APPEAL FROM THE CIRCUIT COURT OF THE UNITED STATES
FOR THE SOUTHERN DISTRICT OF NEW YORK

Syllabus

The rule that one not within the class cannot raise objections to the constitutionality of a statute on the ground of discrimination against that class, applied to effect that one who for more than five years has resided in the United States cannot object that a state statute denies equal protection of the law because it excludes those who have not so resided for that period.

Protection of banking business, especially that transacted in small amounts (Noble State Bank v. Haskell, ante, p. 104), and with poor and ignorant immigrants on first arrival in this country is within the police power of the state, and a state statute imposing special and proper restrictions on those engaging in that class of banking is not unconstitutional under the due process or equal protection clauses of the Fourteenth Amendment because it excepts from its provision other banks and bankers engaged in other classes of banking business or conducting them under other conditions.

The receipt of money by a bank where the depositor can withdraw it when and in such sums as he pleases, although creating a debt, is, in a popular sense, the receipt of money for safekeeping.

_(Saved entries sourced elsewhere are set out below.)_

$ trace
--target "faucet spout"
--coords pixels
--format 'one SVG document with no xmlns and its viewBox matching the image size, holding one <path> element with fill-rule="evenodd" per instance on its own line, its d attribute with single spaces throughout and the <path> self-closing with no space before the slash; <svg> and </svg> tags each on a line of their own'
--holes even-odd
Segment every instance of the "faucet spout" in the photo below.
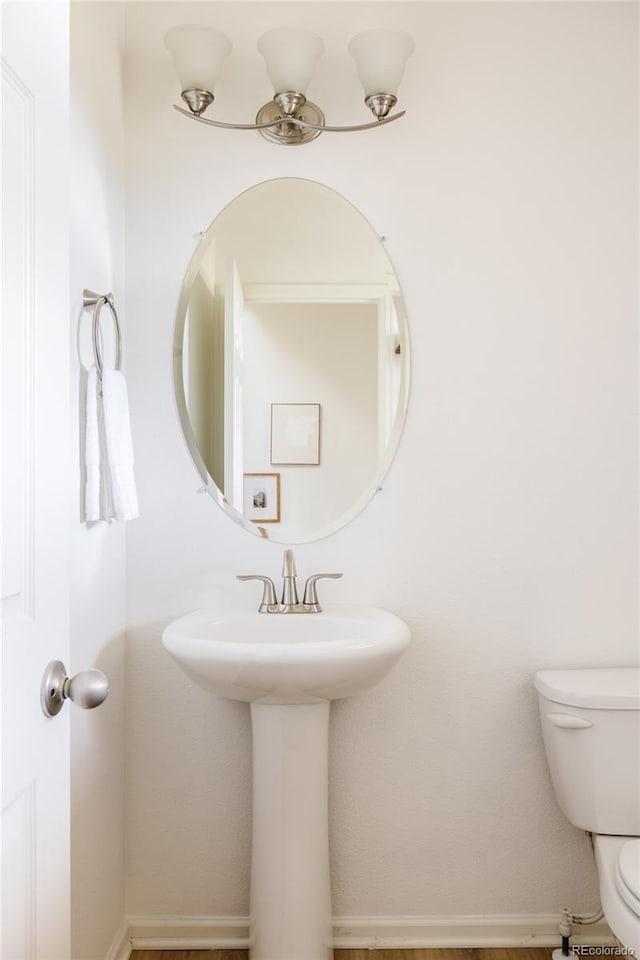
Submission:
<svg viewBox="0 0 640 960">
<path fill-rule="evenodd" d="M 284 557 L 282 558 L 282 576 L 298 576 L 298 571 L 296 570 L 296 555 L 293 550 L 285 550 L 284 552 Z"/>
<path fill-rule="evenodd" d="M 296 578 L 296 558 L 293 550 L 285 550 L 282 560 L 282 604 L 291 607 L 298 604 L 298 587 Z"/>
</svg>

Where the subject is within the police protection of the state, it is not for the court to determine whether the enactment is wise or not; that is within legislative discretion.

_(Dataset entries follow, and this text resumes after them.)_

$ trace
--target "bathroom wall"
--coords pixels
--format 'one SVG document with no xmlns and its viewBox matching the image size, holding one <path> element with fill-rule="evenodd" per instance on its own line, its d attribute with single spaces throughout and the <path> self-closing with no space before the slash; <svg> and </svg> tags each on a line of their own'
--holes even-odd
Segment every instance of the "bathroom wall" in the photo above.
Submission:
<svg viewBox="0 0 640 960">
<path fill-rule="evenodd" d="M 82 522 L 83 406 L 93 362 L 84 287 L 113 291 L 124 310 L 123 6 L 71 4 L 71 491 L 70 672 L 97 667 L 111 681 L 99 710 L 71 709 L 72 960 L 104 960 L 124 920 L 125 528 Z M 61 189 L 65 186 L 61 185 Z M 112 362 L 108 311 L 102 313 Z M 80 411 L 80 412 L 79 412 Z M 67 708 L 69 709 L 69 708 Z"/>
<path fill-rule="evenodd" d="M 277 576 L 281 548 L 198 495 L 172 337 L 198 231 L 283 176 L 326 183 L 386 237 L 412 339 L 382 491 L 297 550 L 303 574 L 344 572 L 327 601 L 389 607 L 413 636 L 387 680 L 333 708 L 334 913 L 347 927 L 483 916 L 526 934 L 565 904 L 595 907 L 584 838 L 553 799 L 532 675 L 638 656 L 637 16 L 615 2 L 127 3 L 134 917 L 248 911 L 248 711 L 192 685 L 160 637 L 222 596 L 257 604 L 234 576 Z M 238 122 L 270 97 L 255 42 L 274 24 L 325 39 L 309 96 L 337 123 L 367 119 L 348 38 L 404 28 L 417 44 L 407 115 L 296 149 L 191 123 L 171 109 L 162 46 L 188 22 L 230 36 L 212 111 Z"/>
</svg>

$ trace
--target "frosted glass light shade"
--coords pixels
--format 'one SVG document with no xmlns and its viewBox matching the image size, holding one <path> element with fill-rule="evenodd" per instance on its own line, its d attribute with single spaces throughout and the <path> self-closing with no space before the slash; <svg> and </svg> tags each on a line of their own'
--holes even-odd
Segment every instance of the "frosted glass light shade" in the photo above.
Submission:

Courts will presume from general knowledge of business affairs that transmission of money through bankers is made by drafts, and not by sending the identical currency.

Legislation which regulates business may well make distinctions depend upon the degree of evil, Heath Milligan Co. v. Worst, 207 U.S. 338, and, although where size is not an index, a law may not discriminate between the great and the small, proper regulations based thereon where size is an index of the evil to be prevented do not offend the equal protection clause of the Fourteenth Amendment.

There are always difficulties in drawing the dividing line between that which is within and that which is without the constitutional power of the states, and the question in each specific case must be answered by the pertinent facts therein.

A state statute regulating the receipt of deposit of money is not a burden on, or regulation of, interstate or foreign commerce simply because such deposits are likely to be transmitted to other state or foreign countries; the deposit is an independent transaction preceding the transmission.

The provisions of the Private Banking Act of New York of 1910, considered in this case, are not unconstitutional as depriving persons engaged in the receiving and transmitting of small sums of money of their property without due process of law or denying them the equal protection of the law either on account of the regulations to which such persons are subjected or by reason of the exception of other classes of banks and bankers therefrom.

The facts are stated in the opinion.